According to the linuxthreads FAQ (in J.3 answer):

each thread is really a distinct process with a distinct PID, and signals sent to the PID of a thread can only be handled by that thread

So in the old libc which use linuxthreads implementation, each thread has its distinct PID

In the new libc version which use NPTL implementation, all threads has the same PID of the main process.

The NPTL was developed by redhat team. and according to the redhat NPTL document: One of the problems which are solved in the NPTL implementation is:

(Chapter: Problems with the Existing Implementation, page5)

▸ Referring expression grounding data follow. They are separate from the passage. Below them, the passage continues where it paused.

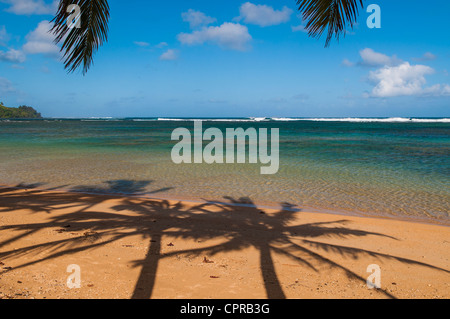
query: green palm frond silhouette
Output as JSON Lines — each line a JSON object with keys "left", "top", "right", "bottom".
{"left": 51, "top": 0, "right": 110, "bottom": 75}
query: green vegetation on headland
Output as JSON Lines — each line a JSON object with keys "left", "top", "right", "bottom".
{"left": 0, "top": 102, "right": 42, "bottom": 119}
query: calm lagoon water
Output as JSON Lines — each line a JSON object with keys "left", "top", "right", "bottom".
{"left": 0, "top": 117, "right": 449, "bottom": 225}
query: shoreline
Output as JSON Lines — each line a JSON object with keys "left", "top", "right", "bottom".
{"left": 1, "top": 183, "right": 448, "bottom": 228}
{"left": 0, "top": 186, "right": 449, "bottom": 299}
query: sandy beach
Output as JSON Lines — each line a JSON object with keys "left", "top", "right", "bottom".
{"left": 0, "top": 186, "right": 448, "bottom": 299}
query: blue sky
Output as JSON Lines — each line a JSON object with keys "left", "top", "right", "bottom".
{"left": 0, "top": 0, "right": 449, "bottom": 118}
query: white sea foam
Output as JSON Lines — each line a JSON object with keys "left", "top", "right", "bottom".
{"left": 272, "top": 117, "right": 450, "bottom": 123}
{"left": 407, "top": 118, "right": 450, "bottom": 123}
{"left": 32, "top": 117, "right": 450, "bottom": 123}
{"left": 72, "top": 117, "right": 450, "bottom": 123}
{"left": 250, "top": 117, "right": 268, "bottom": 122}
{"left": 305, "top": 117, "right": 413, "bottom": 122}
{"left": 157, "top": 118, "right": 192, "bottom": 121}
{"left": 89, "top": 117, "right": 114, "bottom": 119}
{"left": 157, "top": 118, "right": 267, "bottom": 122}
{"left": 271, "top": 117, "right": 303, "bottom": 121}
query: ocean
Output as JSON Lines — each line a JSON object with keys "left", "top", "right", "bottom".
{"left": 0, "top": 117, "right": 449, "bottom": 225}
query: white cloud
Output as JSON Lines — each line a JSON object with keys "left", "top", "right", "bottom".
{"left": 291, "top": 24, "right": 307, "bottom": 33}
{"left": 11, "top": 63, "right": 25, "bottom": 69}
{"left": 346, "top": 49, "right": 437, "bottom": 69}
{"left": 182, "top": 9, "right": 216, "bottom": 29}
{"left": 0, "top": 21, "right": 60, "bottom": 65}
{"left": 0, "top": 26, "right": 26, "bottom": 64}
{"left": 134, "top": 41, "right": 150, "bottom": 47}
{"left": 159, "top": 49, "right": 178, "bottom": 61}
{"left": 3, "top": 0, "right": 57, "bottom": 15}
{"left": 421, "top": 84, "right": 450, "bottom": 96}
{"left": 422, "top": 52, "right": 437, "bottom": 61}
{"left": 0, "top": 48, "right": 26, "bottom": 63}
{"left": 359, "top": 48, "right": 402, "bottom": 67}
{"left": 40, "top": 65, "right": 50, "bottom": 73}
{"left": 178, "top": 22, "right": 251, "bottom": 51}
{"left": 134, "top": 41, "right": 169, "bottom": 49}
{"left": 412, "top": 52, "right": 437, "bottom": 62}
{"left": 23, "top": 20, "right": 60, "bottom": 57}
{"left": 292, "top": 93, "right": 309, "bottom": 102}
{"left": 238, "top": 2, "right": 293, "bottom": 27}
{"left": 155, "top": 42, "right": 168, "bottom": 48}
{"left": 0, "top": 26, "right": 11, "bottom": 45}
{"left": 0, "top": 76, "right": 15, "bottom": 95}
{"left": 368, "top": 62, "right": 450, "bottom": 98}
{"left": 349, "top": 49, "right": 450, "bottom": 98}
{"left": 341, "top": 58, "right": 354, "bottom": 67}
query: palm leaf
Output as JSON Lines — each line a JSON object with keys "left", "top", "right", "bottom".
{"left": 51, "top": 0, "right": 110, "bottom": 74}
{"left": 297, "top": 0, "right": 364, "bottom": 47}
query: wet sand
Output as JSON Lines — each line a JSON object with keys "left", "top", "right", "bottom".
{"left": 0, "top": 187, "right": 449, "bottom": 299}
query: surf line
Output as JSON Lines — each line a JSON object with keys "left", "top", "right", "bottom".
{"left": 171, "top": 120, "right": 279, "bottom": 175}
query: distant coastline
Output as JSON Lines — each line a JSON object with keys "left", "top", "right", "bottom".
{"left": 0, "top": 102, "right": 42, "bottom": 119}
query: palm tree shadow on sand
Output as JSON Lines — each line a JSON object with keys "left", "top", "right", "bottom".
{"left": 0, "top": 181, "right": 449, "bottom": 299}
{"left": 124, "top": 196, "right": 401, "bottom": 299}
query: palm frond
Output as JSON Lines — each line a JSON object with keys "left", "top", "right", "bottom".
{"left": 51, "top": 0, "right": 110, "bottom": 75}
{"left": 297, "top": 0, "right": 364, "bottom": 47}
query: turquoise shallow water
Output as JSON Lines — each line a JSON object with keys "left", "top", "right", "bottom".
{"left": 0, "top": 118, "right": 449, "bottom": 225}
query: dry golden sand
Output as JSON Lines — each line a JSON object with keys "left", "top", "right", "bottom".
{"left": 0, "top": 187, "right": 449, "bottom": 299}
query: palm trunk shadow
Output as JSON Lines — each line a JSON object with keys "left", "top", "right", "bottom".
{"left": 260, "top": 244, "right": 286, "bottom": 299}
{"left": 131, "top": 234, "right": 161, "bottom": 299}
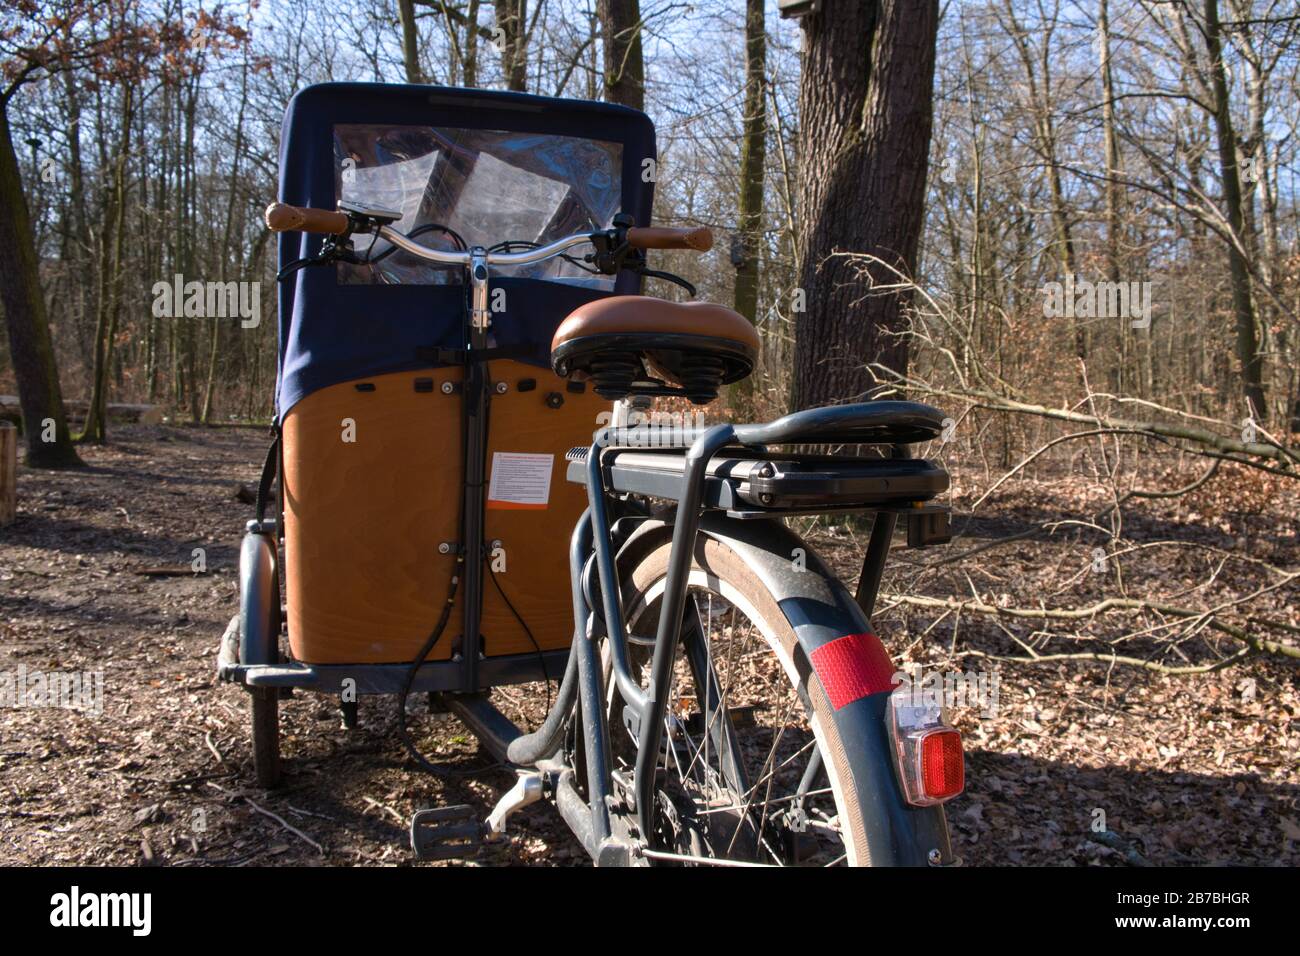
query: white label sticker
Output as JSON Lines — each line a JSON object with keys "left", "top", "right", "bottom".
{"left": 487, "top": 452, "right": 554, "bottom": 510}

Each thread having a different process ID causes compatibility problems with other POSIX thread implementations. This is in part a moot point since signals can'tbe used very well but is still noticeable


And that explain your issue.

You are using the new libc version that contains the NPTL ("Native posix thread library") implementation of pthread

And the Book use an old version of libc that contains linuxthreads implementation of pthread



回答2:

The text you're working from is very old (2001). Older versions of Linux implemented threads as separate processes with a shared address space. Each thread had a separate pid. However this thread model was not POSIX compliant and had a number of portability problems.

Starting somewhere around 2.6, Linux switched to the "Native POSIX Thread Library" (NPTL). In this implementation, threads do not get their own PIDs.



回答3:

All threads created by a process belong to this one process by defintion. To get this one process' process-id use getpid(), no matter from which of the process' threads.

The author of the document linked is correct, that under Linux (p)threads are implemented as distinct processes sharing the same address space as the one process they belong to. The latter however is not reflected by getpid(), the author of the linked document is wrong with this assumption.

To get the process-id of the distinct process created for a single thread use (the Linux specific) gettid()*1.


*1: Please note that the glibc does not provide a wrapper to this function call. Use syscall() to invoke it.



回答4:

In linux, as the author pointed out, threads are light-weight processes sharing the same address space. Each process has a unique PID, while each thread has a thread id TID. The thread ID of the main thread serves a dual purpose as its processId also. To get the threadID of the calling thread, you can use the pthread_self() function.